Maison-monde où vont se jouer (et se révéler) les habituelles vérités de la comédie humaine et d’un réel plus que jamais fracturé (cette bonne vieille fracture sociale, désormais ouverte en un gouffre) comme est fracturé un crâne. Et ce sont ces espaces, ces vides et ces pleins qui, l’air de rien, structurent et altèrent le récit de Parasite, ces espaces que l’on découvre, qu’il faut pouvoir occuper et posséder, dans lesquels il faut pouvoir s’immiscer, dans lesquels on se dissimule, on se terre, on vit à l’aise ou comme on peut. D’une grande demeure architecturale à un appartement miteux à moitié enterré, des ruelles dédringolantes de la ville à des lieux secrets qui ne le seront plus, Parasite recycle le schéma classique d’une sorte d’atavisme vertical (suggérant même la théorie du ruissellement lors d’une impressionnante séquence d’inondation), d’une bourgeoisie éternellement nichée dans les hauteurs rassurantes de la métropole (la maison à laquelle on accède par une rue en pente qu’il faut gravir, puis par un escalier) et de la masse grouillante des pauvres survivant en bas, au ras du sol, mis à l’écart, sans espoir et sans Wi-Fi.

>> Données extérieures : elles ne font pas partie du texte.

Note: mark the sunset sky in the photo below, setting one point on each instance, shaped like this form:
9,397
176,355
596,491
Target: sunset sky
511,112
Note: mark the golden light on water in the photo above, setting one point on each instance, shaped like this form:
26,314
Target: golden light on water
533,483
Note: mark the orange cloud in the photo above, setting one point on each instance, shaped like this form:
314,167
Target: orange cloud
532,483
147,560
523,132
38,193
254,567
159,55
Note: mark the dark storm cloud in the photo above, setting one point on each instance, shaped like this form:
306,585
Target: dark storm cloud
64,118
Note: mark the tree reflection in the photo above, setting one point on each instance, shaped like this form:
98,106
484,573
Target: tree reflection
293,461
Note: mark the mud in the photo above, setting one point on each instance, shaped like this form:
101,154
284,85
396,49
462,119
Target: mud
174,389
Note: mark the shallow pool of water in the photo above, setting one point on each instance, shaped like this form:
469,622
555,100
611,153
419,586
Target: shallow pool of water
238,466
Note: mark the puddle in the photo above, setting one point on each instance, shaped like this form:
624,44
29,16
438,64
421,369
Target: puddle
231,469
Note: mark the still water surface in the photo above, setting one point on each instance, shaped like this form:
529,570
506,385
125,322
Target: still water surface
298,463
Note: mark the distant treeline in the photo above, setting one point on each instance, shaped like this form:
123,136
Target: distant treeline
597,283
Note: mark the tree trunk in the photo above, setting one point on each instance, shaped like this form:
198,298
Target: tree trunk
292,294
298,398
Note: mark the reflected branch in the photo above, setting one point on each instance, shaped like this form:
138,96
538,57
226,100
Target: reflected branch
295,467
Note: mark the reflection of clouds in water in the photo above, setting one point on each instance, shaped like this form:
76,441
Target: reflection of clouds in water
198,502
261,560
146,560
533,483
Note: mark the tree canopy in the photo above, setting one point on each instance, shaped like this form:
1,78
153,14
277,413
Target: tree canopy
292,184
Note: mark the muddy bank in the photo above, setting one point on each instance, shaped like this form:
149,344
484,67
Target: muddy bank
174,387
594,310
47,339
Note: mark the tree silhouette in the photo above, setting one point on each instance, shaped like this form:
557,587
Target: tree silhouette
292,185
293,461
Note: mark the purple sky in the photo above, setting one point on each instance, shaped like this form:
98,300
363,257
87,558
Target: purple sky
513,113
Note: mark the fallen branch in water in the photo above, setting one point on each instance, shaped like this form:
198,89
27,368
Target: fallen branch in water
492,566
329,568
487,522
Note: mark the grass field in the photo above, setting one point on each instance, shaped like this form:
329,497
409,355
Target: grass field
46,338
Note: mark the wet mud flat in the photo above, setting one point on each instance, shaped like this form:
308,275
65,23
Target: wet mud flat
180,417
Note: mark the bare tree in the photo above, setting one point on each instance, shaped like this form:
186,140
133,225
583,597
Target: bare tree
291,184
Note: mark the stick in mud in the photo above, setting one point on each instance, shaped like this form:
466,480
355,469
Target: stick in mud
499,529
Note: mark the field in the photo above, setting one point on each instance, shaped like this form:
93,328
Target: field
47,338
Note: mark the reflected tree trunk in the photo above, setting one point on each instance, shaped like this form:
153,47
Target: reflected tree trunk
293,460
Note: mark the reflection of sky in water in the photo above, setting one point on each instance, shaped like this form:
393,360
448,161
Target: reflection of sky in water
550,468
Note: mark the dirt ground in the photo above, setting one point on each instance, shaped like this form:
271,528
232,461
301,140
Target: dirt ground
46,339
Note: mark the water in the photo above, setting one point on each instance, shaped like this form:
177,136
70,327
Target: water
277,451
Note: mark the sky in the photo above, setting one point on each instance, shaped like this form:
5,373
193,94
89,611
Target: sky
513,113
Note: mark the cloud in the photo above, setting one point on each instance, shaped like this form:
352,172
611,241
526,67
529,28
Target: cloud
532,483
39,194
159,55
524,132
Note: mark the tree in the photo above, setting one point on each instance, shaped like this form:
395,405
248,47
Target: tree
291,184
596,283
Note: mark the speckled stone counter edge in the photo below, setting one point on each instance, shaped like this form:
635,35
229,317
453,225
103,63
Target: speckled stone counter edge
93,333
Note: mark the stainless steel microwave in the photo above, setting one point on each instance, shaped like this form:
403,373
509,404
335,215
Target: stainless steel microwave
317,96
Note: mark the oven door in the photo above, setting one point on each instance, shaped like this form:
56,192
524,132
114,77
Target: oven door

Pour cela, Bong Joon-ho décline le motif de l’intrusion à tous les niveaux, qu’ils soient intellectuel et social ou qu’ils s’établissent sur un plan physique (caves, escaliers, tunnels, sous les lits ou sous les tables…), et celui des rapports viciés (par la feinte ou par l’effluve) en observant jusqu’à l’implosion une famille d’arnaqueurs prêts à tout obtenir d’une famille de nantis prêts à tout gober. Mais comme les meilleurs plans, selon le père escroc, sont ceux où il n’y a justement pas de plan, le hasard et les embûches viendront redistribuer les cartes de l’appropriation et de la combine. Et si ce n’est cette conclusion inutile et ce début qui patine un peu, et si ce n’est qu’ici le trait y est sans doute plus forcé (mais puisqu’on est aussi dans la farce…) que dans Memories of murder ou Mother, Parasite se fait la chronique implacable et jubilatoire, puis finalement tragique, de nos sociétés élevant oppositions et inégalités au rang de nouvelle sélection naturelle.